Hacker News new | ask | show | jobs
by evanweaver 1897 days ago
As others have pointed out, measuring latency from an AWS Lambda function to a co-located single node in-memory non-durable key-value database (Redis), or to a co-located single AZ eventually consistent key-value database (DynamoDB), doesn't have anything to do with measuring client-observed latency from the browser to a globally distributed ACID-compliant document database.

A similar process co-located with a Fauna region normally can also perform simple reads in small numbers of milliseconds.

Similarly, a browser client querying a lambda function multiple times from the other side of the world will also be quite slow, even if the lambda "thinks" its queries are fast because its database is right next to it.

It is not completely clear to me what else is going wrong, but the basic premise of the benchmark is invalid, and there are other errors in regard to Fauna. For example, index serializability only affects write throughput; it has nothing to do with read latency. The status page reports write latency, not read latency, etc.

For a more even-handed comparison of Fauna to DynamoDB, see this blog post: https://fauna.com/blog/comparing-fauna-and-dynamodb-pricing-...

7 comments

I think we figured out at least one issue here.

Fauna is a temporal database, not a time series database. The code in the test that updates the score on every post after every read is creating new historical events every time it does that. These have to be read and skipped over during the read query which will continually increase latency proportional to the number of updates that have occurred.

By default, Fauna retains this data and makes it queryable (with transactional guarantees) for 30 days, unlike DynamoDB or Redis. Reducing the retention period would help a bit, but event garbage collection is not immediate so there will still be differences for heavily churned documents. Normally, having a few updates to a document or an index has no noticeable impact but in this case it appears to be swamping the other factors in the latency profile.

It is possible to manually remove the previous events in the update query; doing that should reduce the latency. Nevertheless, Fauna is not a time series database so this is a bit of an anti-pattern.

I have commented this section and redeployed the code.

See the Fauna endpoint: https://71q1jyiise.execute-api.us-west-1.amazonaws.com/dev/f...

See the code: https://github.com/upstash/latency-comparison/blob/master/ne...

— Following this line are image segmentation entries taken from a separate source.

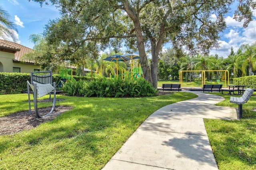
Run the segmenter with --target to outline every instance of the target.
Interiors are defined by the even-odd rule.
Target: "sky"
[[[28,0],[0,0],[0,6],[9,13],[11,17],[10,20],[17,25],[18,43],[32,49],[34,45],[30,42],[29,36],[42,33],[50,20],[59,17],[58,10],[51,4],[44,4],[41,7],[39,3]],[[256,10],[254,11],[253,14],[254,20],[246,28],[242,27],[242,22],[239,22],[233,19],[232,14],[227,16],[226,21],[228,28],[223,33],[220,34],[220,47],[212,49],[210,54],[217,54],[226,58],[230,54],[231,47],[236,52],[241,45],[251,44],[256,42]],[[9,40],[12,41],[10,39]],[[163,48],[166,49],[168,46],[166,45]]]

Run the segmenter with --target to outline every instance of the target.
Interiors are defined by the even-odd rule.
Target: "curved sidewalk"
[[[103,170],[218,170],[203,118],[237,120],[235,109],[214,105],[224,100],[200,92],[147,119]]]

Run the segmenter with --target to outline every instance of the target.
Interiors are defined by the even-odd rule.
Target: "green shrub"
[[[90,81],[69,81],[62,85],[64,93],[69,95],[85,97],[122,97],[155,95],[157,89],[146,80],[141,78],[131,79],[96,79]]]
[[[30,74],[0,73],[0,92],[9,94],[26,91],[27,80],[30,81]]]
[[[58,83],[60,75],[52,75],[52,81]],[[30,74],[21,73],[0,73],[0,92],[17,93],[27,91],[27,80],[30,82]]]
[[[246,87],[256,89],[256,75],[234,78],[233,83],[236,85],[245,85]]]

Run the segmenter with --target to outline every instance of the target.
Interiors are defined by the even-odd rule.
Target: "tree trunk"
[[[151,77],[153,87],[157,88],[157,75],[158,72],[158,55],[159,51],[155,47],[154,43],[151,42],[152,58],[151,59]]]
[[[139,20],[138,16],[137,15],[139,14],[136,13],[136,11],[131,6],[129,6],[129,3],[127,1],[125,1],[124,2],[124,5],[125,11],[132,19],[134,24],[135,34],[136,35],[137,40],[137,45],[139,50],[139,55],[140,55],[140,63],[143,72],[144,78],[153,85],[150,69],[148,66],[148,59],[145,51],[145,45],[143,40],[143,36],[141,31],[141,27],[140,27],[140,23]]]

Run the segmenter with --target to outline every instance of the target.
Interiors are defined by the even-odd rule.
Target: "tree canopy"
[[[14,42],[17,40],[14,31],[18,32],[16,25],[10,21],[8,12],[0,6],[0,38],[6,40],[8,36]]]
[[[32,0],[41,5],[46,2]],[[128,50],[138,49],[144,77],[155,87],[165,43],[178,52],[185,48],[191,53],[207,54],[218,46],[230,5],[238,3],[235,18],[244,20],[244,27],[252,20],[251,10],[256,6],[253,0],[49,1],[60,8],[61,17],[49,22],[44,36],[48,43],[61,49],[60,58],[79,60],[84,54],[96,57],[100,50],[118,51],[124,44]]]

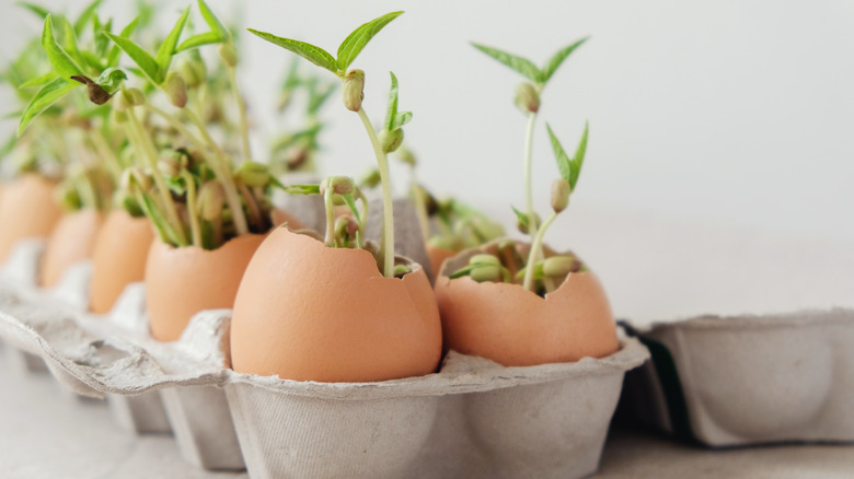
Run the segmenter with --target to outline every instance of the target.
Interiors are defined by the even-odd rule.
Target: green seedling
[[[378,135],[362,107],[362,100],[365,97],[365,72],[358,69],[350,70],[349,67],[365,46],[368,45],[368,42],[402,13],[403,12],[388,13],[356,28],[344,39],[344,42],[342,42],[337,50],[337,58],[333,57],[332,54],[323,48],[305,42],[282,38],[252,28],[249,30],[254,35],[290,50],[312,63],[328,70],[342,80],[342,100],[344,101],[344,105],[347,109],[356,112],[359,115],[377,156],[383,196],[382,237],[380,241],[378,265],[383,272],[383,276],[386,278],[394,276],[394,219],[392,215],[392,194],[386,153],[394,151],[394,149],[400,145],[400,141],[403,139],[403,130],[401,128],[409,121],[412,114],[397,112],[397,79],[394,77],[394,73],[392,73],[392,87],[389,94],[385,121],[382,130]]]
[[[543,66],[543,68],[538,68],[532,61],[517,55],[508,54],[496,48],[473,44],[474,47],[476,47],[478,50],[517,71],[528,80],[517,86],[515,98],[516,105],[526,115],[528,115],[523,156],[526,209],[524,211],[519,211],[516,208],[512,208],[512,210],[517,217],[517,225],[519,226],[519,230],[522,233],[531,235],[532,240],[528,259],[524,261],[524,265],[519,268],[519,272],[515,273],[513,277],[515,279],[521,279],[522,285],[527,290],[533,292],[540,290],[538,283],[544,287],[545,292],[553,291],[555,288],[555,281],[554,274],[552,273],[557,271],[572,270],[572,268],[562,269],[555,265],[559,264],[565,266],[567,264],[574,264],[572,259],[546,259],[543,250],[543,236],[545,235],[549,226],[551,226],[557,218],[557,214],[567,207],[569,202],[569,196],[573,190],[575,190],[575,186],[578,182],[578,176],[584,164],[585,153],[587,151],[587,138],[589,131],[588,126],[585,126],[585,131],[581,136],[581,140],[578,144],[576,153],[570,159],[564,151],[563,147],[557,140],[557,137],[552,131],[551,126],[546,125],[552,142],[552,148],[557,160],[557,167],[561,173],[561,179],[555,180],[552,185],[552,214],[545,221],[541,221],[540,217],[536,215],[533,209],[533,195],[531,185],[532,148],[533,130],[541,105],[542,91],[546,83],[553,78],[554,73],[564,62],[564,60],[586,40],[587,38],[582,38],[562,48],[552,56],[552,58]],[[551,262],[549,262],[549,268],[545,268],[545,261],[550,260]],[[465,268],[463,268],[463,270]],[[474,270],[470,270],[470,272],[471,271]],[[520,274],[521,278],[518,278]]]

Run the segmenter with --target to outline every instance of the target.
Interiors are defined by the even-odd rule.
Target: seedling
[[[312,63],[331,71],[342,80],[342,100],[344,101],[344,106],[359,115],[377,156],[383,197],[382,237],[380,240],[378,265],[380,270],[383,271],[383,276],[386,278],[394,276],[394,219],[392,215],[392,194],[386,153],[392,152],[400,147],[400,143],[403,140],[402,127],[412,119],[412,114],[408,112],[397,112],[397,79],[394,77],[394,73],[392,73],[392,86],[389,94],[385,121],[383,122],[382,130],[378,135],[362,107],[362,100],[365,97],[365,72],[358,69],[349,70],[349,67],[365,46],[368,45],[368,42],[370,42],[380,30],[402,13],[403,12],[388,13],[356,28],[344,39],[344,42],[342,42],[338,47],[337,58],[333,57],[332,54],[323,48],[305,42],[282,38],[252,28],[249,30],[254,35],[290,50]]]
[[[520,261],[516,260],[519,256],[518,248],[513,246],[512,250],[515,253],[508,255],[507,252],[509,249],[505,247],[501,248],[505,254],[499,256],[504,257],[505,262],[508,262],[509,265],[503,264],[500,261],[501,258],[499,257],[494,257],[494,259],[487,260],[486,258],[478,255],[472,257],[466,267],[455,271],[452,274],[452,278],[468,274],[477,281],[512,282],[521,280],[522,285],[527,290],[544,294],[553,291],[555,289],[555,282],[559,282],[563,278],[566,277],[567,273],[578,271],[584,268],[580,261],[578,261],[577,258],[573,256],[545,258],[543,252],[543,236],[545,235],[549,226],[551,226],[557,218],[557,214],[559,214],[568,206],[569,196],[573,190],[575,190],[578,176],[581,172],[581,165],[584,164],[585,153],[587,151],[587,137],[589,131],[588,126],[585,126],[585,131],[581,136],[581,140],[578,144],[576,153],[570,159],[564,151],[557,137],[552,131],[551,126],[546,124],[549,137],[552,142],[552,149],[554,150],[554,154],[557,160],[557,168],[561,173],[561,179],[557,179],[552,184],[552,213],[544,222],[540,221],[540,218],[533,210],[531,170],[533,129],[536,121],[538,112],[540,109],[541,93],[563,61],[586,40],[587,38],[582,38],[562,48],[554,56],[552,56],[552,58],[542,69],[538,68],[533,62],[522,57],[508,54],[496,48],[473,44],[484,54],[521,73],[528,79],[527,82],[520,83],[516,89],[516,105],[528,115],[523,157],[526,210],[520,212],[513,208],[513,212],[517,217],[517,224],[519,230],[531,235],[531,246],[527,255],[527,260],[521,264]],[[511,269],[515,270],[517,268],[518,271],[513,273],[510,272]]]

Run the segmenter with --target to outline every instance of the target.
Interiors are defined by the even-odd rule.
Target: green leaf
[[[289,195],[320,195],[320,185],[288,185],[285,191]]]
[[[89,5],[83,9],[82,12],[80,12],[80,16],[77,17],[74,21],[74,32],[78,35],[83,34],[83,28],[86,27],[86,24],[92,19],[92,15],[95,13],[95,10],[97,10],[99,7],[101,7],[101,2],[104,0],[94,0],[93,2],[89,3]]]
[[[378,19],[373,19],[370,22],[359,26],[347,38],[342,42],[338,47],[338,71],[346,72],[347,67],[353,63],[353,60],[359,55],[359,52],[368,45],[368,42],[373,38],[385,25],[392,20],[401,16],[403,12],[386,13]]]
[[[26,10],[30,10],[31,12],[35,13],[36,16],[38,16],[39,20],[43,20],[45,16],[49,15],[50,12],[47,11],[44,7],[39,7],[35,3],[30,2],[18,2],[19,7],[23,7]]]
[[[66,79],[58,78],[42,87],[24,109],[21,116],[21,124],[18,126],[18,136],[20,137],[30,122],[38,115],[78,86],[80,86],[79,83],[72,83]]]
[[[12,149],[15,148],[15,143],[18,143],[18,137],[12,135],[9,140],[0,147],[0,157],[5,157],[5,155],[11,153]]]
[[[95,83],[112,95],[125,80],[127,80],[127,73],[116,67],[111,67],[101,72],[101,77],[95,80]]]
[[[311,61],[318,67],[325,68],[331,72],[338,74],[338,63],[335,58],[330,55],[328,51],[323,48],[315,47],[314,45],[307,44],[305,42],[299,42],[290,38],[281,38],[276,35],[258,32],[257,30],[247,28],[253,35],[261,37],[272,44],[278,45],[286,50],[293,51],[300,57]]]
[[[137,30],[137,26],[139,25],[139,16],[130,21],[130,23],[127,24],[122,30],[122,33],[118,34],[122,38],[129,38],[130,35],[134,34],[134,32]],[[108,28],[105,28],[102,34],[105,38],[109,39],[109,35],[112,32]],[[118,65],[118,56],[120,54],[120,49],[118,48],[118,45],[113,45],[113,48],[109,49],[109,54],[107,55],[107,67],[115,67]]]
[[[541,77],[540,77],[540,82],[539,83],[540,84],[545,84],[545,82],[547,82],[552,78],[552,75],[557,70],[557,68],[561,66],[561,63],[564,62],[566,57],[568,57],[573,51],[575,51],[576,48],[580,47],[581,44],[587,42],[588,38],[590,38],[590,37],[586,36],[586,37],[579,39],[578,42],[576,42],[576,43],[574,43],[574,44],[572,44],[572,45],[569,45],[567,47],[564,47],[558,52],[554,54],[554,56],[543,67],[543,70],[541,72]]]
[[[163,83],[166,79],[166,72],[169,72],[169,66],[172,63],[172,56],[175,55],[175,48],[177,47],[178,39],[181,39],[181,33],[184,32],[184,25],[187,24],[187,16],[189,15],[189,7],[184,10],[184,13],[178,19],[175,26],[172,27],[172,32],[166,35],[166,38],[160,44],[158,49],[158,78],[157,83]],[[141,67],[141,65],[140,65]]]
[[[71,78],[76,74],[83,74],[80,67],[71,59],[71,57],[56,43],[54,37],[54,23],[50,21],[50,14],[45,16],[45,30],[42,31],[42,47],[47,51],[47,58],[50,60],[50,65],[54,66],[54,70],[62,79]],[[69,81],[69,80],[65,80]]]
[[[208,4],[205,3],[205,0],[198,0],[198,9],[201,11],[201,16],[205,19],[205,23],[207,23],[210,30],[218,34],[221,39],[226,39],[231,36],[231,32],[229,32],[229,30],[222,25],[219,19],[217,19],[217,15],[215,15],[214,11],[208,8]]]
[[[216,32],[200,33],[198,35],[193,35],[192,37],[182,42],[181,45],[178,45],[178,47],[175,49],[175,52],[198,48],[203,45],[218,44],[222,40],[223,38]]]
[[[56,72],[48,71],[47,73],[36,77],[32,80],[27,80],[24,83],[21,83],[18,87],[19,89],[28,89],[31,86],[42,86],[45,83],[48,83],[57,78]]]
[[[557,160],[557,170],[561,172],[561,177],[569,183],[569,186],[575,189],[576,183],[578,183],[578,176],[581,174],[581,165],[585,162],[585,153],[587,152],[587,133],[588,125],[585,124],[585,132],[581,136],[581,141],[578,143],[578,149],[575,152],[575,156],[570,160],[566,154],[564,147],[561,145],[561,141],[552,131],[552,127],[549,124],[545,125],[549,130],[549,138],[552,140],[552,150],[554,150],[554,156]]]
[[[393,130],[392,124],[394,122],[394,118],[397,116],[397,77],[391,71],[389,74],[391,74],[392,78],[392,85],[389,89],[389,106],[385,109],[385,122],[383,128],[391,131]]]
[[[530,60],[527,60],[522,57],[518,57],[516,55],[508,54],[506,51],[501,51],[497,48],[492,48],[475,43],[472,43],[472,46],[483,51],[484,54],[493,57],[494,59],[498,60],[500,63],[504,63],[507,67],[510,67],[511,69],[521,73],[528,80],[531,80],[534,83],[540,82],[540,77],[541,77],[540,69],[536,68],[536,66],[534,66]]]
[[[130,57],[130,59],[134,60],[137,66],[139,66],[142,72],[146,73],[146,77],[148,77],[152,83],[160,84],[158,81],[158,61],[154,60],[154,58],[149,55],[148,51],[143,50],[142,47],[135,44],[134,40],[129,38],[116,36],[106,32],[104,32],[104,35],[108,36],[114,44],[118,45],[118,47],[122,48],[122,51],[126,52],[127,56]]]

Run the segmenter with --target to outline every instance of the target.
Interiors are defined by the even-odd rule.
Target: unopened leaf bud
[[[170,71],[166,74],[166,81],[163,84],[163,89],[169,95],[169,101],[183,108],[187,105],[187,84],[184,82],[184,78],[176,71]]]
[[[533,220],[534,223],[536,224],[542,223],[542,221],[540,221],[540,215],[536,213],[533,213]],[[528,234],[530,231],[530,225],[531,225],[531,219],[528,218],[527,215],[521,215],[516,218],[516,227],[519,230],[520,233]]]
[[[405,147],[397,150],[397,160],[413,167],[416,164],[415,155],[412,153],[412,151],[409,151],[408,148]]]
[[[563,278],[570,272],[578,271],[580,261],[569,256],[552,256],[543,261],[543,274]]]
[[[321,183],[321,195],[325,195],[330,188],[336,195],[349,195],[355,190],[355,185],[348,176],[330,176]]]
[[[401,148],[401,143],[403,143],[403,130],[397,128],[396,130],[381,130],[380,131],[380,144],[382,145],[382,151],[385,153],[391,153],[399,148]]]
[[[146,104],[146,94],[139,89],[127,89],[124,92],[128,104],[131,106],[141,106]]]
[[[380,171],[372,168],[359,179],[359,186],[362,188],[376,188],[380,184]]]
[[[516,106],[526,113],[536,113],[540,109],[540,94],[536,87],[528,82],[516,85]]]
[[[181,176],[181,163],[174,156],[162,156],[158,160],[158,170],[168,178],[177,178]]]
[[[205,221],[215,221],[222,215],[226,205],[226,189],[217,180],[210,180],[198,190],[198,215]]]
[[[120,98],[122,96],[119,96]],[[118,104],[118,101],[114,102],[114,104]],[[113,113],[111,114],[113,116],[113,121],[115,121],[118,125],[124,124],[127,121],[127,112],[119,110],[119,109],[113,109]]]
[[[555,213],[565,210],[569,205],[570,192],[573,192],[573,187],[566,179],[559,178],[552,182],[552,209]]]
[[[234,176],[246,186],[266,186],[269,183],[269,168],[264,163],[243,162]]]
[[[233,42],[226,42],[219,47],[219,56],[229,67],[238,66],[238,48]]]
[[[199,68],[197,63],[201,63],[201,67]],[[205,75],[207,74],[207,72],[204,70],[205,63],[201,61],[184,61],[178,67],[181,78],[184,79],[184,83],[186,83],[187,87],[189,89],[195,89],[201,84],[201,82],[205,80]]]
[[[361,101],[365,100],[365,72],[350,70],[344,75],[341,89],[344,106],[350,112],[361,109]]]

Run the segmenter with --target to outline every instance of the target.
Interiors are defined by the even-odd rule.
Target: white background
[[[44,3],[72,13],[83,4]],[[164,28],[188,3],[163,2]],[[505,221],[511,218],[509,205],[523,202],[524,117],[512,105],[521,77],[469,42],[542,65],[559,47],[591,35],[543,94],[534,144],[541,212],[557,175],[543,121],[574,150],[589,119],[576,208],[854,242],[854,2],[209,3],[241,27],[309,40],[333,52],[357,25],[406,10],[354,63],[368,75],[366,110],[381,120],[388,71],[394,71],[401,107],[415,115],[405,130],[422,179]],[[107,0],[106,10],[124,22],[130,4]],[[42,25],[11,0],[0,5],[2,61]],[[198,19],[195,5],[194,11]],[[259,126],[254,143],[261,151],[269,133],[284,128],[270,118],[291,54],[249,34],[244,48],[241,80]],[[370,144],[355,114],[337,98],[332,103],[323,171],[359,175],[371,165]],[[403,189],[403,172],[395,174]],[[551,242],[564,247],[565,241]]]

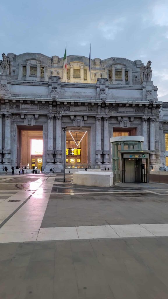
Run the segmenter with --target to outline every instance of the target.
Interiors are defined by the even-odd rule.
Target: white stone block
[[[110,187],[113,185],[113,172],[78,171],[73,175],[73,182],[78,185]]]

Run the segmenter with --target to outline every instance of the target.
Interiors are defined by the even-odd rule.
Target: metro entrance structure
[[[165,164],[167,125],[164,117],[164,125],[159,122],[162,103],[151,81],[151,62],[145,66],[139,60],[96,58],[90,73],[88,58],[67,60],[67,70],[58,56],[3,54],[7,66],[0,64],[0,171],[5,165],[62,171],[62,127],[67,167],[111,169],[110,138],[127,136],[144,137],[143,150],[154,169]]]
[[[150,151],[143,150],[144,138],[122,136],[110,138],[114,183],[149,183]]]

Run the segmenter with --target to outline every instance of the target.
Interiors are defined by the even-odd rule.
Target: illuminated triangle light
[[[81,140],[80,140],[80,141],[79,142],[78,142],[78,144],[77,144],[77,143],[76,143],[76,142],[74,138],[73,138],[73,137],[72,135],[72,134],[71,134],[71,132],[78,132],[78,133],[80,133],[81,132],[84,132],[84,134],[83,136],[82,136],[82,138],[81,138]],[[80,144],[80,143],[81,142],[81,141],[82,141],[82,139],[83,139],[85,135],[86,134],[87,132],[87,131],[77,131],[77,130],[76,130],[76,131],[69,131],[69,132],[70,133],[70,134],[71,136],[71,137],[72,137],[72,138],[73,138],[73,141],[74,141],[75,142],[75,144],[77,146],[77,147]]]

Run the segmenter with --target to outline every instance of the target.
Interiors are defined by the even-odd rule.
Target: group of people
[[[7,171],[8,170],[8,169],[7,167],[5,166],[5,166],[4,166],[4,165],[2,169],[3,170],[3,171],[4,171],[4,170],[5,171],[5,172],[6,174],[7,174]],[[23,167],[21,167],[21,168],[19,168],[19,174],[20,174],[21,172],[21,171],[22,172],[22,173],[23,173],[23,174],[24,174],[24,170],[25,170]],[[25,170],[26,170],[26,173],[27,173],[27,169],[26,169]],[[14,174],[14,167],[13,166],[12,166],[12,174]]]
[[[3,167],[3,171],[4,171],[4,170],[5,171],[5,173],[6,173],[6,174],[7,174],[7,170],[8,170],[8,169],[7,169],[7,167],[5,166],[5,167],[4,166]]]

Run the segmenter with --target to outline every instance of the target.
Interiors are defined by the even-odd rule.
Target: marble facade
[[[61,127],[65,126],[89,132],[91,165],[110,167],[110,138],[113,129],[122,129],[144,137],[144,149],[150,151],[150,163],[155,168],[165,163],[165,107],[158,101],[158,88],[151,81],[150,62],[145,66],[138,60],[95,58],[91,60],[90,73],[88,58],[70,56],[67,82],[63,59],[58,56],[10,53],[3,59],[0,169],[4,165],[8,168],[21,166],[18,130],[30,126],[35,130],[42,128],[46,171],[51,167],[56,171],[62,169]],[[168,115],[167,121],[168,118]]]

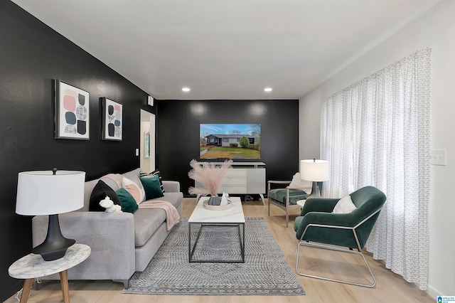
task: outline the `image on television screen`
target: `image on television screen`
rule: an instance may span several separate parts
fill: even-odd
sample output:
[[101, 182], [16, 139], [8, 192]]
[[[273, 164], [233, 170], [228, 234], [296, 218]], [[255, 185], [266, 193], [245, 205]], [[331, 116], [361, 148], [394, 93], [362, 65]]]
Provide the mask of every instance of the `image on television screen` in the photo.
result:
[[261, 124], [200, 124], [200, 159], [260, 159]]

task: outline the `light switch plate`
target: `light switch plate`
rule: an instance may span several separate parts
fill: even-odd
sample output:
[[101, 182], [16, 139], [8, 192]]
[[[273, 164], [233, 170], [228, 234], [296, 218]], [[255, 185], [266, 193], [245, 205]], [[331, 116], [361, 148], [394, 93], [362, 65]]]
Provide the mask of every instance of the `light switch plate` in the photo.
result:
[[430, 152], [430, 164], [447, 165], [447, 151], [446, 149], [432, 149]]

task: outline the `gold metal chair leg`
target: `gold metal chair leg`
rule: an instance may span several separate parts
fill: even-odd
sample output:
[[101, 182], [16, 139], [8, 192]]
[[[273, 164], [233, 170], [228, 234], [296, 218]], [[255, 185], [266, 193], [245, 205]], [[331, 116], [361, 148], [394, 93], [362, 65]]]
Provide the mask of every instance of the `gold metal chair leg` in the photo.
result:
[[[371, 277], [373, 278], [373, 283], [372, 284], [355, 283], [355, 282], [349, 282], [349, 281], [345, 281], [345, 280], [336, 280], [336, 279], [331, 279], [331, 278], [327, 278], [327, 277], [324, 277], [316, 276], [316, 275], [307, 275], [307, 274], [304, 274], [302, 272], [300, 272], [299, 271], [299, 253], [300, 253], [300, 247], [301, 246], [313, 247], [313, 248], [316, 248], [326, 249], [326, 250], [336, 250], [336, 251], [349, 253], [353, 253], [353, 254], [355, 254], [355, 255], [361, 255], [362, 258], [363, 259], [363, 261], [365, 262], [365, 265], [367, 265], [367, 268], [368, 270], [368, 272], [370, 272], [370, 275], [371, 275]], [[297, 244], [297, 260], [296, 261], [296, 270], [297, 273], [299, 275], [300, 275], [301, 276], [309, 277], [312, 277], [312, 278], [316, 278], [316, 279], [321, 279], [321, 280], [326, 280], [326, 281], [338, 282], [339, 283], [345, 283], [345, 284], [349, 284], [349, 285], [351, 285], [362, 286], [362, 287], [374, 287], [375, 285], [376, 285], [376, 279], [375, 279], [375, 276], [373, 275], [373, 272], [371, 271], [371, 269], [370, 268], [370, 265], [368, 265], [368, 262], [367, 262], [367, 260], [365, 258], [365, 256], [363, 255], [363, 254], [362, 253], [360, 253], [360, 251], [358, 252], [358, 251], [355, 251], [355, 250], [350, 250], [348, 249], [341, 248], [337, 248], [337, 247], [330, 246], [330, 245], [323, 245], [323, 244], [311, 243], [308, 243], [306, 241], [299, 241], [299, 243]]]

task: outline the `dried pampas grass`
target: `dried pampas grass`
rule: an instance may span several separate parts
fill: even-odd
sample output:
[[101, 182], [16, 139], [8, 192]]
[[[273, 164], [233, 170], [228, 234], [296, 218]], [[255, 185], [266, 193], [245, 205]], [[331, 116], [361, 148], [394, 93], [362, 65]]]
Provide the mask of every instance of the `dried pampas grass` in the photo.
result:
[[223, 179], [232, 167], [231, 163], [232, 160], [226, 160], [221, 165], [210, 164], [207, 162], [200, 164], [196, 160], [191, 160], [190, 166], [193, 167], [193, 169], [188, 173], [188, 176], [204, 187], [191, 186], [188, 188], [188, 192], [192, 195], [216, 196]]

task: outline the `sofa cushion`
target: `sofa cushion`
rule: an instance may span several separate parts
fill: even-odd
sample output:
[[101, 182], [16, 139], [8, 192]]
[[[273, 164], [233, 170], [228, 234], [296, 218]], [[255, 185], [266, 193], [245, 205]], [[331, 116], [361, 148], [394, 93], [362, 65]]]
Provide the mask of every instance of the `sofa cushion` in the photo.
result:
[[93, 188], [90, 195], [89, 211], [105, 211], [106, 208], [100, 205], [100, 201], [106, 198], [106, 196], [110, 198], [110, 199], [114, 202], [114, 204], [117, 204], [122, 206], [122, 201], [115, 191], [114, 191], [112, 188], [102, 180], [99, 180]]
[[136, 203], [136, 200], [127, 191], [125, 188], [119, 188], [115, 192], [120, 201], [122, 201], [122, 211], [127, 213], [134, 213], [137, 208], [138, 206]]
[[[271, 189], [269, 191], [269, 199], [272, 199], [280, 204], [286, 204], [286, 188]], [[289, 189], [289, 205], [296, 205], [299, 200], [304, 200], [308, 194], [299, 189]]]
[[134, 216], [134, 245], [141, 247], [166, 221], [166, 212], [160, 208], [139, 208]]
[[146, 200], [154, 199], [155, 198], [160, 198], [164, 196], [157, 175], [140, 177], [139, 179], [141, 182], [142, 182], [144, 189], [145, 189], [145, 197]]
[[[156, 201], [166, 201], [176, 208], [182, 203], [181, 192], [166, 192]], [[134, 215], [134, 243], [136, 247], [144, 245], [163, 222], [166, 221], [166, 212], [159, 208], [139, 208]]]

Did you delete all the extra events that have been created already?
If you mean histogram, yes I reset the histogram for Fauna.

If you mean deleting Faunadb internal events, I do not know how to do. Can you guide me?

AWS DynamoDB is multi-AZ and is strongly consistent (at least for a single key update).

I believe you confused it with a Dynamo DB described in a paper Amazon published long ago. AWS DynamoDB has nothing to do with a eventually consistent design the paper describes. It was purely marketing gimmick to call the new AWS Service that.

Good article, thanks.

I'm currently reading The DynamoDB Book, and even it's author acknowledges that DynamoDB is serverless more as a byproduct and shouldn't be used for that reason alone

But as a product developer all these highly integrated AWS services that can be provisioned with CloudFormation are pretty convincing.

What's Fauna's IaC story?

I will be happy if someone from Fauna team helps me to improve my code. https://github.com/upstash/latency-comparison

Upstash is not non-durable. It is based on multitier storage (memory + EBS) implementing Redis API. In a few weeks, I will add upstash premium which replicates data to multiple zones, to the benchmark app.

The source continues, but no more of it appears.